Bug 1888677

Summary: VM stuck when started with q35 + UEFI + maxmem >= 16 GB
Product: Red Hat Enterprise Linux 8 Reporter: Milan Zamazal <mzamazal>
Component: qemu-kvmAssignee: Eduardo Habkost <ehabkost>
qemu-kvm sub component: Machine Types QA Contact: jingzhao <jinzhao>
Status: CLOSED INSUFFICIENT_DATA Docs Contact:
Severity: medium    
Priority: medium CC: coli, ehabkost, jinzhao, juzhang, lersek, virt-maint, yiwei
Version: 8.3Keywords: Triaged
Target Milestone: rc   
Target Release: ---   
Hardware: Unspecified   
OS: Unspecified   
Whiteboard:
Fixed In Version: Doc Type: If docs needed, set a value
Doc Text:
Story Points: ---
Clone Of: Environment:
Last Closed: 2021-09-09 10:48:26 UTC Type: Bug
Regression: --- Mount Type: ---
Documentation: --- CRM:
Verified Versions: Category: ---
oVirt Team: --- RHEL 7.3 requirements from Atomic Host:
Cloudforms Team: --- Target Upstream Version:
Embargoed:
Bug Depends On:    
Bug Blocks: 1885632    
Attachments:
Description Flags
QEMU command line none

Description Milan Zamazal 2020-10-15 13:32:22 UTC
Created attachment 1721842 [details]
QEMU command line

Description of problem:

When a VM is started with q35 chipset, UEFI BIOS and maxmem at least 16 GB on a certain hardware, it starts but it doesn't boot.

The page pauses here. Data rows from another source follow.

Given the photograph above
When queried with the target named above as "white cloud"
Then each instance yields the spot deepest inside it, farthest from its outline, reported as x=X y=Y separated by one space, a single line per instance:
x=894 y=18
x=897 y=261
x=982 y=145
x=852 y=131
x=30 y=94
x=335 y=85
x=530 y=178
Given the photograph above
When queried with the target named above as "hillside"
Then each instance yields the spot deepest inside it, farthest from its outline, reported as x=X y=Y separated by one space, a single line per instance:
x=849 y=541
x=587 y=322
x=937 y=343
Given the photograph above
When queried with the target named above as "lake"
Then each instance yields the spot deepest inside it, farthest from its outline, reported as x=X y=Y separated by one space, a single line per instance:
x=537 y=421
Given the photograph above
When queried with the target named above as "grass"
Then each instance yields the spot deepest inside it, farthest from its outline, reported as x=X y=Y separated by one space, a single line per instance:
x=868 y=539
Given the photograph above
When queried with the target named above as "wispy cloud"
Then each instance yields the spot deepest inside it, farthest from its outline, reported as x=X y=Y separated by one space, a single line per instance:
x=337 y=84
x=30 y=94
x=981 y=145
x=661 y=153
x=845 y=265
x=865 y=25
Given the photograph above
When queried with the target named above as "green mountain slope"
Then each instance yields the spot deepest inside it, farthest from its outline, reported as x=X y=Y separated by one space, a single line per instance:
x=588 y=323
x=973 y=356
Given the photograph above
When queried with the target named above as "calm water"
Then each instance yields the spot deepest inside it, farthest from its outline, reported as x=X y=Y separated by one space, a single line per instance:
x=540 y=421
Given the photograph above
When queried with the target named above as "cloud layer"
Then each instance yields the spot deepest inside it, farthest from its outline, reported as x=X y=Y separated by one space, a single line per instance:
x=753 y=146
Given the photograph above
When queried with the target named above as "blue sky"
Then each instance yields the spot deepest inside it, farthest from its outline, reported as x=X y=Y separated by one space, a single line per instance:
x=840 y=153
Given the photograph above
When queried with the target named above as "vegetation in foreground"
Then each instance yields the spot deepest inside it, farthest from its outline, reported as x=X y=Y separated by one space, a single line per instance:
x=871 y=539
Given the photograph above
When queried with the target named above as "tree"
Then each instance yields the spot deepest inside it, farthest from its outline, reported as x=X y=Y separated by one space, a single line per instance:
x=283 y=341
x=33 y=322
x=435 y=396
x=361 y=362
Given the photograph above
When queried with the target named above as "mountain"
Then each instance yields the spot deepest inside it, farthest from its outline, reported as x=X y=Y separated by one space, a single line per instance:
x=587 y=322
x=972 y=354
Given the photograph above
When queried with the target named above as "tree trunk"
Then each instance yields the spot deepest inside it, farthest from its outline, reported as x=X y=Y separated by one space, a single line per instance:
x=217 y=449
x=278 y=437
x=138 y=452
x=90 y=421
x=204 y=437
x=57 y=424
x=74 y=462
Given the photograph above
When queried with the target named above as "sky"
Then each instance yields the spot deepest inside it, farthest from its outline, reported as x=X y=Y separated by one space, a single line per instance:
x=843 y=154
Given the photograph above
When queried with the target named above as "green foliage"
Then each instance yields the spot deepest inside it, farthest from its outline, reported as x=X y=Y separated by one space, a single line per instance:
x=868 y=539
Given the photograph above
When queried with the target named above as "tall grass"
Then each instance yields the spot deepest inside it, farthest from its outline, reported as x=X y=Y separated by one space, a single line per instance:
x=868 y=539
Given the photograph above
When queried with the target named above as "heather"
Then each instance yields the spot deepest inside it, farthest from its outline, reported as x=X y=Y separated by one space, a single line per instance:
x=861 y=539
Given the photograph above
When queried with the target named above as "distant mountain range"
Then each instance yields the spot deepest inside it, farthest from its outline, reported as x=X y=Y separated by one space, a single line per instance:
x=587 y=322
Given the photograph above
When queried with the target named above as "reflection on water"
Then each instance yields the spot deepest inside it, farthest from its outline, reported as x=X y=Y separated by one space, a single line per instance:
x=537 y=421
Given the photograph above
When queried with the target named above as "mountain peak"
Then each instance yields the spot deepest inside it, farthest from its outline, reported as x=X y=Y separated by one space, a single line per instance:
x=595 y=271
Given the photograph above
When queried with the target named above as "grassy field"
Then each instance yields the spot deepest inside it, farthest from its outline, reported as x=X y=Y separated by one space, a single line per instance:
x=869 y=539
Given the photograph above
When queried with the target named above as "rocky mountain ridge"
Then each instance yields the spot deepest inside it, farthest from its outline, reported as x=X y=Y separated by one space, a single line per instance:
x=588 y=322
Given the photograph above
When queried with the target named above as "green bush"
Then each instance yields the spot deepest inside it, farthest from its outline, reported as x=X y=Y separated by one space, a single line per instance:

Version-Release number of selected component (if applicable):

qemu-kvm-5.1.0-10.module+el8.3.0+8254+568ca30d.x86_64
kernel-4.18.0-240.el8.x86_64

How reproducible:

It was observed and is always reproducible only on two machine with Intel(R) Xeon(R) CPU E3-1230 V2 and 8 GB RAM. It couldn't be reproduced elsewhere.

Steps to Reproduce:
1. Start a VM with an installed guest OS from RHV, see the attached qemu-kvm command line.
2. Connect to the VM using SPICE -- the VM is stuck with a black screen and doesn't boot. Pinging the VM also doesn't work.

Actual results:

The VM gets stuck immediately after starting, it doesn't reach even bootloader screen and qemu-kvm process consumes 100% CPU.

Expected results:

The VM starts normally.

Additional info:

When maxmem is reduced to e.g. 12 GB, the VM starts normally on the same machine. With a non-UEFI BIOS and 16 GB maxmem, it starts and reaches BIOS. When the same VM is started the same way on a different kind of host with the same amount of RAM, it starts normally.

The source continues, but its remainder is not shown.